I was more thinking you could try to compile a program using either Eigen or XSIMD, but without using RTNeural. I'm not sure if the libraries are packaged in any way, but the source code for both libraries is available on GitHub/GitLab, and in both cases I believe the source code includes some example programs that you could try compiling and running.

The proposed changes to SIMDExtensions.cmake and common.h look correct to me! If you'd like to make a pull request with those changes, that would be great!

The remaining warnings coming from the Eigen headers are likely there because Eigen wants some data types to be guaranteed to be aligned to 16 bytes, although I'm not 100% sure what their reasons are for wanting that. For the most part RTNeural doesn't really interact with the type information that is then passed to Eigen. For example, an RTNeural::Dense<float> will likely result in the creation of an Eigen::Matrix<float>. So you probably don't actually need std::complex<float> and may want to modify Eigen to reflect that, which would likely silence those warnings.

In all, I believe the remaining warnings that you're seeing are happening because of the relationship between your compiler/toolchain and Eigen, and aren't directly related to RTNeural.

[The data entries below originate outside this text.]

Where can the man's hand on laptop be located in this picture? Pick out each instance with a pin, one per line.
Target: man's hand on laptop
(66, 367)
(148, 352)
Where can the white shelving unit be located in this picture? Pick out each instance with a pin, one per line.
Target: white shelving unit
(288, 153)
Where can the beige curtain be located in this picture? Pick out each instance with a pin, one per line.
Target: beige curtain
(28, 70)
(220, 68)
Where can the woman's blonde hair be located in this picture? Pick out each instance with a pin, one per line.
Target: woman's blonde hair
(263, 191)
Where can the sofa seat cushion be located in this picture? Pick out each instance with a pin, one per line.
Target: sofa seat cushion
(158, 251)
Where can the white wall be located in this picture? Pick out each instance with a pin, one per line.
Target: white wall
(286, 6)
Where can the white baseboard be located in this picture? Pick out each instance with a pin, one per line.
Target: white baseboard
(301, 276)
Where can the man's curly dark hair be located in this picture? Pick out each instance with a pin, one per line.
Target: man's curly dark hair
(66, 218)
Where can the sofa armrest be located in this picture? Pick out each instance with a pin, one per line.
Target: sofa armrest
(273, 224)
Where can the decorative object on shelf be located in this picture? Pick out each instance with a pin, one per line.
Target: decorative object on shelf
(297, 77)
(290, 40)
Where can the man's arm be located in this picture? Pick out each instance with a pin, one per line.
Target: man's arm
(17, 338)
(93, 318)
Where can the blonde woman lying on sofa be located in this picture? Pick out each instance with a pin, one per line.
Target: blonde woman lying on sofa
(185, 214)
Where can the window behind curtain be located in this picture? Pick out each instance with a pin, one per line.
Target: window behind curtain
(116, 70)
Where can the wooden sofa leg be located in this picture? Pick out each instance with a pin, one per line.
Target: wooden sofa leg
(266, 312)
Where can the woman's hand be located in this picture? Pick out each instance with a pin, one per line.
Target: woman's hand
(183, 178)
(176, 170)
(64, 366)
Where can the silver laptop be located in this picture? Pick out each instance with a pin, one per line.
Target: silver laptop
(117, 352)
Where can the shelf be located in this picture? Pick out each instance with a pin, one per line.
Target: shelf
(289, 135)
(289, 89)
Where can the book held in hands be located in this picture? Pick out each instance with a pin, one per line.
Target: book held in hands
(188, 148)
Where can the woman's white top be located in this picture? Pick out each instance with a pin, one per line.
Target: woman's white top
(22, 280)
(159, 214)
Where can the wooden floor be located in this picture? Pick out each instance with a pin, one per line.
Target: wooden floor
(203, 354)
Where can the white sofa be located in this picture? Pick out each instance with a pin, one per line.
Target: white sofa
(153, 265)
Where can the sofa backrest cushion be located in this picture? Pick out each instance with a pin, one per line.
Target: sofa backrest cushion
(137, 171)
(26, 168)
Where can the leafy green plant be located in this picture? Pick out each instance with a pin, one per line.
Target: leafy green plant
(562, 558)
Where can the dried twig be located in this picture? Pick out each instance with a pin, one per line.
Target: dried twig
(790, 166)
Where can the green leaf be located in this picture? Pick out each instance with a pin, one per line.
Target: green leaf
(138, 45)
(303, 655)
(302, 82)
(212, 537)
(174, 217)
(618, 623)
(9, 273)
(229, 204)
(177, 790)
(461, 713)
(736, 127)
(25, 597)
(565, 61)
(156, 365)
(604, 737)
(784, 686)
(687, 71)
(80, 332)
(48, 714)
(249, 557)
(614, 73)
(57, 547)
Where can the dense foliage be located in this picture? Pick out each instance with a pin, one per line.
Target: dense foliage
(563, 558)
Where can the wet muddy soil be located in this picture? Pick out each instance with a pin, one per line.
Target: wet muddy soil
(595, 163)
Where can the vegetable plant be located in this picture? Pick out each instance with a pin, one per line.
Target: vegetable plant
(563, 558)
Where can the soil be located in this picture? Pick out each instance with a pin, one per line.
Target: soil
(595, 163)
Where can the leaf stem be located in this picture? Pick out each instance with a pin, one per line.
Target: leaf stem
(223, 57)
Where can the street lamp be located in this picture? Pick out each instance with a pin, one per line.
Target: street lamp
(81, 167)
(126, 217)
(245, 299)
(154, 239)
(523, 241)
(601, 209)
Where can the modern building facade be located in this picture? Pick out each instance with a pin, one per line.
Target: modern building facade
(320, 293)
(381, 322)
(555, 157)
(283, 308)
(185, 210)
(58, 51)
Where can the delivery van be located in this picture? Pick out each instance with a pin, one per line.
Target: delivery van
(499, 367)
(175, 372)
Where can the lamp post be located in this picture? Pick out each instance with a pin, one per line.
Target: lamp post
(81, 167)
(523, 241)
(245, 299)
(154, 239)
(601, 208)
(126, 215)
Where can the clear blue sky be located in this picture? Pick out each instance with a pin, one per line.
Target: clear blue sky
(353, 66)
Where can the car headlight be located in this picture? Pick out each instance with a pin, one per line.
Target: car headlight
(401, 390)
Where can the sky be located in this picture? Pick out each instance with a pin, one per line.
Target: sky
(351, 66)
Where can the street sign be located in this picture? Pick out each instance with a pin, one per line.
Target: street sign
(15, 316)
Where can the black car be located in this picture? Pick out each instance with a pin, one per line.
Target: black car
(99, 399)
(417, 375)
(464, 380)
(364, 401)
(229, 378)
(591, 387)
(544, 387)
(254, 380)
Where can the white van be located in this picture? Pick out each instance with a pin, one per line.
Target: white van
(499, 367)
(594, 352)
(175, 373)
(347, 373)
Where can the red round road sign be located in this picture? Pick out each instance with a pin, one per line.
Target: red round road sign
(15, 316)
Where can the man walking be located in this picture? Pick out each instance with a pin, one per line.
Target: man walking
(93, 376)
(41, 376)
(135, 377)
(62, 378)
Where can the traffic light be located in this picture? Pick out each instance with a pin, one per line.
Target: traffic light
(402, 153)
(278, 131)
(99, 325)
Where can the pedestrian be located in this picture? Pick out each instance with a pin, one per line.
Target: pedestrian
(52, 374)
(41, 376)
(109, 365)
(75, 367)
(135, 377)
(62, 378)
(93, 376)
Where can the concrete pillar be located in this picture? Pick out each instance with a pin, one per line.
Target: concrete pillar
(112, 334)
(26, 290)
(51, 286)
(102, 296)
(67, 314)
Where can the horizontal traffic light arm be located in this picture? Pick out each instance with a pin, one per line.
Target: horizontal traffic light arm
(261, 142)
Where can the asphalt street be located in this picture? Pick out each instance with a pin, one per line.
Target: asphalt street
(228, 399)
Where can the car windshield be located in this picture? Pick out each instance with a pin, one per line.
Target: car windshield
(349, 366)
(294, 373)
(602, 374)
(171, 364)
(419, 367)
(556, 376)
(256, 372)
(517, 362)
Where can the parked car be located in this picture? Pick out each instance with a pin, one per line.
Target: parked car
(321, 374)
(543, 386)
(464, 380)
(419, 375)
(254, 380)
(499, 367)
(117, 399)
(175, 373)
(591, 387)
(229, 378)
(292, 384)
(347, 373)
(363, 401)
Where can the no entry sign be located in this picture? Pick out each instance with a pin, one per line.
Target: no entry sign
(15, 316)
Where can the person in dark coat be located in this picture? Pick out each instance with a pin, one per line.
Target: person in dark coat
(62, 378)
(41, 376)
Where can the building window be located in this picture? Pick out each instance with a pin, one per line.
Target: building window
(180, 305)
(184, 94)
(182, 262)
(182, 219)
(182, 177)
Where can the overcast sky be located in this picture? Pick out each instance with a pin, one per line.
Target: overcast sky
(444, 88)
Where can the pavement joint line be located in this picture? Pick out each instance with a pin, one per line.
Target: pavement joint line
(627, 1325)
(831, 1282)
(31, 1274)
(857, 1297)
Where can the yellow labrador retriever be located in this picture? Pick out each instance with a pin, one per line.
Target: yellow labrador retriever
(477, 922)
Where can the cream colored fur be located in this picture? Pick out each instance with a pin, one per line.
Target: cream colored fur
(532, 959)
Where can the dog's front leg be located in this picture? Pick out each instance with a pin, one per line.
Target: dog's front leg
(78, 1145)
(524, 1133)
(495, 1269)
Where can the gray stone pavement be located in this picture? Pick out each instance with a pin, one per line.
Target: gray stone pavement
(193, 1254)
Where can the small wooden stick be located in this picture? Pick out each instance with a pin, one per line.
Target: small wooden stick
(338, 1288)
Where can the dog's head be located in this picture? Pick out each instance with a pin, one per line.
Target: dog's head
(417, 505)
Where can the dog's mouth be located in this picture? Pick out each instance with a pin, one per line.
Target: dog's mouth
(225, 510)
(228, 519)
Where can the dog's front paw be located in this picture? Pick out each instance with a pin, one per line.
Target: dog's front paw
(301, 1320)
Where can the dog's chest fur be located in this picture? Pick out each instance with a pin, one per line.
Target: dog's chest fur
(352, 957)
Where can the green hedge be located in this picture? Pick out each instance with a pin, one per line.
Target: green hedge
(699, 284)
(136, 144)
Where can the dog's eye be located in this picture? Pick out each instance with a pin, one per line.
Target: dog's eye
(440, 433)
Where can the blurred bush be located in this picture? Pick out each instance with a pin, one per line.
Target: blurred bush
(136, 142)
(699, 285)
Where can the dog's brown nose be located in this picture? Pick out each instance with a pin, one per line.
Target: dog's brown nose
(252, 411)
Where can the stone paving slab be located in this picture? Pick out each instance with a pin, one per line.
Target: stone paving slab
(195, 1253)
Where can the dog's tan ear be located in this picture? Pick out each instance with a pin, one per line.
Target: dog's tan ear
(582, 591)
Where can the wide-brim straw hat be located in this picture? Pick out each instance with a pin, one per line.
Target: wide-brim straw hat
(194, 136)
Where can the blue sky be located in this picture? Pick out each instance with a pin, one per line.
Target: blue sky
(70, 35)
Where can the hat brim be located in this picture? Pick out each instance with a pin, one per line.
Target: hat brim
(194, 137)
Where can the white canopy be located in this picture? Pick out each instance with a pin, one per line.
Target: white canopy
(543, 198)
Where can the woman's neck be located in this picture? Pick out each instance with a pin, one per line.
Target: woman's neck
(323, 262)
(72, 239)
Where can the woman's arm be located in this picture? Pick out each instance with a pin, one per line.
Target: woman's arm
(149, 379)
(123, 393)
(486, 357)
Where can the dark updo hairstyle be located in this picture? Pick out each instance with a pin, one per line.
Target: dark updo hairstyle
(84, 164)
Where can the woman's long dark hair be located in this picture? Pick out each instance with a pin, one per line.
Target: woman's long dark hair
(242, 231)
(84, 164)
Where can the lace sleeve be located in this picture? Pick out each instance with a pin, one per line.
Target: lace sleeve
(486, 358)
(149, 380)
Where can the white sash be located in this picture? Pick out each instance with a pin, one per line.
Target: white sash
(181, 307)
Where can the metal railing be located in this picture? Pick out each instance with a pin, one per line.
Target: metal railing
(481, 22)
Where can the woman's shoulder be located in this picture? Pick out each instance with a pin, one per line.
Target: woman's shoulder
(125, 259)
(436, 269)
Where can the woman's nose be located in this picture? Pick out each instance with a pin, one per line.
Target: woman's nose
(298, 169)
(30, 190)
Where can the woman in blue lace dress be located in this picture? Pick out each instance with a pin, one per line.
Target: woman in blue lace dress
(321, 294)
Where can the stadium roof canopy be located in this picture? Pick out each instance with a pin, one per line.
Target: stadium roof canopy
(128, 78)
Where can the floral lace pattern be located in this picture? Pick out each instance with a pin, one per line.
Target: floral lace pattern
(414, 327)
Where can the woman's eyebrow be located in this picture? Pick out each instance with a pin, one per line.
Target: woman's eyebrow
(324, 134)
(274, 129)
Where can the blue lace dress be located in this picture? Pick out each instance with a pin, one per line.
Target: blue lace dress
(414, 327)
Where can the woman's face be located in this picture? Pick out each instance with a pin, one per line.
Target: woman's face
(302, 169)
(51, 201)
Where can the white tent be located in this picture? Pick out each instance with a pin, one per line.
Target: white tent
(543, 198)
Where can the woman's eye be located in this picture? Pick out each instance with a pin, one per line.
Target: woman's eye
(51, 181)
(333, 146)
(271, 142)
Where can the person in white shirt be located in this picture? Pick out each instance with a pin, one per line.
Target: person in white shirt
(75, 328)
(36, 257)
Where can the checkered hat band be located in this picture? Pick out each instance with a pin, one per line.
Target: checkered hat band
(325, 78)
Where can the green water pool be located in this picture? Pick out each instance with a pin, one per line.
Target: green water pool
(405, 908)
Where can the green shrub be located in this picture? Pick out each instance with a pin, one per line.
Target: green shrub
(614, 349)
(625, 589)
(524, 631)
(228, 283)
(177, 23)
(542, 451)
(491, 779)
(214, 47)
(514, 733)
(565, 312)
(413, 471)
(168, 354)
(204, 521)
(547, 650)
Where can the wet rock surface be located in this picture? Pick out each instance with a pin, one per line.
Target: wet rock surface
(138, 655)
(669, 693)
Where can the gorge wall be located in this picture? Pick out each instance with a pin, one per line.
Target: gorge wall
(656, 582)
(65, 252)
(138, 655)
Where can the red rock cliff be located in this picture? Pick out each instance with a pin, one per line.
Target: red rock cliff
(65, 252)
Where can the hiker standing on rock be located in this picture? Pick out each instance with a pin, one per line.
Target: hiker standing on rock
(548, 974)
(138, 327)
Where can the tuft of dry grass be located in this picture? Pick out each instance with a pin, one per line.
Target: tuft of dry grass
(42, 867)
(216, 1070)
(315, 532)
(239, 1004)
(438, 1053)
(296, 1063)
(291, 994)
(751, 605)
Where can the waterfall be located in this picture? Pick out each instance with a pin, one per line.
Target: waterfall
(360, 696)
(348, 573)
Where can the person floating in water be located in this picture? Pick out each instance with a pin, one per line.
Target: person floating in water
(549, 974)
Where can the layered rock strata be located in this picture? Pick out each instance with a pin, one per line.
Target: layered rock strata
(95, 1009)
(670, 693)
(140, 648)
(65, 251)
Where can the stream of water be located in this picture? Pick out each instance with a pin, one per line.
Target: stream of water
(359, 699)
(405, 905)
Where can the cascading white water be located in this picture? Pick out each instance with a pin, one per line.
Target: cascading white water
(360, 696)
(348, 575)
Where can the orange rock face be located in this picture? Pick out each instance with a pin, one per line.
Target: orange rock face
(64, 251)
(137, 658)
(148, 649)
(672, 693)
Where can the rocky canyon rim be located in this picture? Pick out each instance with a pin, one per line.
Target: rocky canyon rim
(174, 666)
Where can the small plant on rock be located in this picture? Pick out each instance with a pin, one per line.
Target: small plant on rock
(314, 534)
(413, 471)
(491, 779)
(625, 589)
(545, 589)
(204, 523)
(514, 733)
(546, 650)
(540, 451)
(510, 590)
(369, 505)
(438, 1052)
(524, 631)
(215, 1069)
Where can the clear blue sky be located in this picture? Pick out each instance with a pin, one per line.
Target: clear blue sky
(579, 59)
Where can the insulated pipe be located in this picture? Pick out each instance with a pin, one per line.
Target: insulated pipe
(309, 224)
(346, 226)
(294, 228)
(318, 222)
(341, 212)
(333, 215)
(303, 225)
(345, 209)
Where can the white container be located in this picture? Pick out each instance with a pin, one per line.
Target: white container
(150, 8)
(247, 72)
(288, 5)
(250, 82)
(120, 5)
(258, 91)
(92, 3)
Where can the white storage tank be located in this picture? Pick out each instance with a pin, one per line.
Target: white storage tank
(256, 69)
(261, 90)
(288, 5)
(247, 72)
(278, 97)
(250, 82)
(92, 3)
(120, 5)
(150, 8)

MaxPayne86 commented 1 week ago

Update on this issue

The proposed changes to SIMDExtensions.cmake and common.h look correct to me! If you'd like to make a pull request with those changes, that would be great!

Completed as per PR merge

So you probably don't actually need std::complex

I confirm that, tested with proposed PR in place I am now able to execute template impl. without crashes

./rtneural_layer_bench lstm 10 1 12
Benchmarking lstm layer, with input size 1 and output size 12, with signal length 10 seconds
Processed 10 seconds of signal in 7.71392 seconds
1.29636x real-time
Testing templated implementation...
Processed 10 seconds of signal in 6.50054 seconds
1.53833x real-time
Templated layer is 1.18666x faster!

however, as you can notice RTNEURAL_DEFAULT_ALIGNMENT=8 seems less performant than RTNEURAL_DEFAULT_ALIGNMENT=16 on a 32-bit processor using EIGEN.

XSIMD wip...

jatinchowdhury18 commented 1 week ago

Awesome! It does make sense that using 8-byte alignment will be slower than 16-byte alignment if Eigen is trying to use certain SIMD intrinsics, since they'll probably end up needing to do a lot more "unaligned load" operations. Obviously that will depend on the platform architecture, and the specifics of what Eigen is trying to do under the hood.